The concept of financial services includes the purchase or sale of financial instruments, such as shares, units or interests in funds. In short, the active offering of funds is qualified as a financial service. Certain activities, however, are excluded from the scope of the FinSA, such as M&A and corporate finance advisory services as well as the provision of market research, unless such research contains a personal recommendation to buy or sell specific financial instruments. More generally, the following activities do not qualify as financial services:7
- advice on structuring or raising capital, on business combinations, acquisition or disposal of participations and the services associated with such advice;
- placement of financial instruments with or without a firm commitment and the corresponding services;
- financing within the scope of services provided in accordance with (a) and (b); and
- granting of loans to finance transactions provided that the financial service provider is not participating or otherwise involved in these transactions.
Some new rules, in particular the rules of conduct under the FinSA, entered into force on 1 January 2022. This chapter does not deal with such transitional rules.
In essence, to the extent that the activities conducted in Switzerland qualify as financial services consisting in proposing funds’ units, shares or interests to Swiss-based qualified investors, the following requirements may apply:
- certain rules of conduct, in particular information and reporting duties (unless institutional clients are targeted, it being specified that professional clients may waive some of these rules);
- certain organisational rules, in particular regarding conflicts of interest;
- registration in the register of clients of employees of the foreign promoter providing the financial services (exemption is available if only institutional or per se professional clients are targeted and the foreign promoter is subject to a prudential supervision abroad); and89
- affiliation with a mediation body (ombudsman office) (exemption is available if exclusively institutional or per se professional clients are targeted).10
In this context, only interactions with ‘end investors’ qualify as financial services under the FinSA. Accordingly, the provision of information on funds to prudentially supervised financial intermediaries (e.g., Swiss banks or Swiss asset managers) is generally not regarded as a financial service (triggering the consequences described in points (a) to (d) above), provided that the supervised financial intermediaries are acting on behalf of their clients.
At product level, the foreign funds may have to appoint a Swiss representative and a Swiss paying agent before starting to market the funds if ‘elective professional clients’ (see below) are targeted. No such appointment is required when the relevant foreign fund is exclusively proposed to institutional or per se, professional clients.

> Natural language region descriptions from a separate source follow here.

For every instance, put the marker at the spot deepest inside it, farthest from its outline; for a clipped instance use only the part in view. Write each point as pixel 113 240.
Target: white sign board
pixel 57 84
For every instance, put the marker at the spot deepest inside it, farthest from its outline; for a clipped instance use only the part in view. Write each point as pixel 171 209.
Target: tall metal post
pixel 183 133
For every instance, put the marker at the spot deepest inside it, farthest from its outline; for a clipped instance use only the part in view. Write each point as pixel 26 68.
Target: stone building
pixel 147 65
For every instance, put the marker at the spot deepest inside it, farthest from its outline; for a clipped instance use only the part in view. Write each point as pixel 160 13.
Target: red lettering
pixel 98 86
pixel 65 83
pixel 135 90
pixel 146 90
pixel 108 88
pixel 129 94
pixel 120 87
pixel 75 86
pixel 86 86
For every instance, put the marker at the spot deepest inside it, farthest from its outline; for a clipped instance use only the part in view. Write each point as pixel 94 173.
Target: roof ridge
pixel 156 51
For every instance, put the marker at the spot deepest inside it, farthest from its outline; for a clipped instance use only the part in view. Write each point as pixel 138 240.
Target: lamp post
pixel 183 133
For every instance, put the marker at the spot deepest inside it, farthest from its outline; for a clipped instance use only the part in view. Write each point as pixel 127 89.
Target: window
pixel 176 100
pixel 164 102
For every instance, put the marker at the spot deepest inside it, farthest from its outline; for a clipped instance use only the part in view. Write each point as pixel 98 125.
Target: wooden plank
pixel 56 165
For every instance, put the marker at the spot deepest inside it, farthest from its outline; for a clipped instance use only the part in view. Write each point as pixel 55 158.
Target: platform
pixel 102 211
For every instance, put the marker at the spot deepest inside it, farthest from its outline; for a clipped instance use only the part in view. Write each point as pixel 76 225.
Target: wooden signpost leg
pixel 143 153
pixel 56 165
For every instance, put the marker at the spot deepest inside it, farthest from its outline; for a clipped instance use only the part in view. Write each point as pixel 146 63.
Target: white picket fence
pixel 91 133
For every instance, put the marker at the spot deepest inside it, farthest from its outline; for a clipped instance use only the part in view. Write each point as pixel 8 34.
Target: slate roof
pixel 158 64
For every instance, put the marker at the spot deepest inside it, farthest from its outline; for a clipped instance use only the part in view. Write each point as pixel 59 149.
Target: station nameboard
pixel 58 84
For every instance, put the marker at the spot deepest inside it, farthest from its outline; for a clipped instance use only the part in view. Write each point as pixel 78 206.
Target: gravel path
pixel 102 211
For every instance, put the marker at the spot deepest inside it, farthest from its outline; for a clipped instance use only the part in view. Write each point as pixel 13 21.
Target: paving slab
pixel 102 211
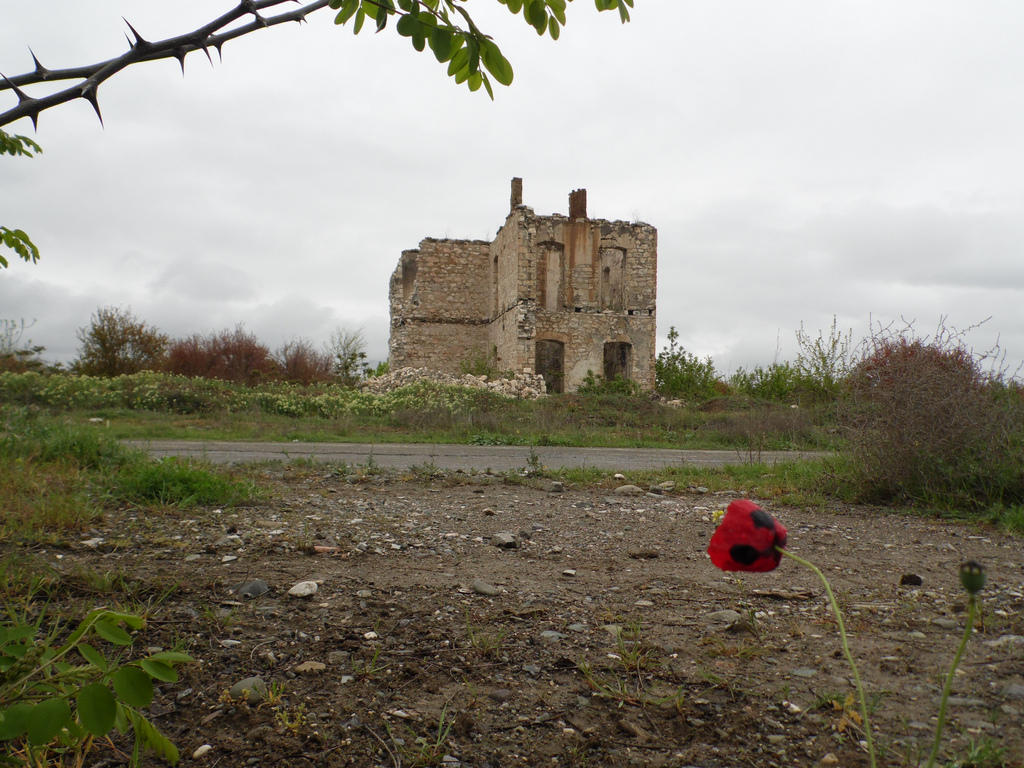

Concept of qualified investors
The FinSA categorises clients (investors) as private clients, professional clients and institutional clients. The FinSA also provides for opt-in and opt-out mechanisms to certain categories of clients. All investors who are not private clients must be informed of any opting-in possibilities prior to receiving any financial services.
The CISA refers to the FinSA for the definition of qualified investors: professional and institutional clients under the FinSA are treated as qualified investors under the CISA. In this context, the following are defined as qualified investors:
- supervised financial institutions such as banks, securities firms, fund management companies, asset managers and insurance companies;
- pension funds and companies with professional treasury operations;
- large companies; and
- elective professional clients (i.e., high net worth individuals (HNWIs) and related investment vehicles set up for the latter (upon provision of an opting-out declaration)).11
Private (retail) clients who are not HWNIs under the FinSA but who have concluded a long-term asset management or investment advisory agreement with a supervised financial intermediary may be classified as qualified investors (subject to certain requirements).
Fund agreements
The Asset Management Association Switzerland (AMACH) and the Swiss Private Equity & Corporate Finance Association (SECA) have issued a model prospectus with an integrated partnership agreement, which serves in any FINMA filing of Swiss LPs as it facilitates the review by the regulator. However, it may be adapted and modified depending on the outcome of negotiations between the general partner and its limited partners or the general partner’s own preferences. When the limited partners are willing and able to negotiate the terms of the partnership, discussions with the general partner regarding preferred rate of return, catch-up structure, management fee offset, clawback, general partner removal, most favoured nation and key man clause can take place.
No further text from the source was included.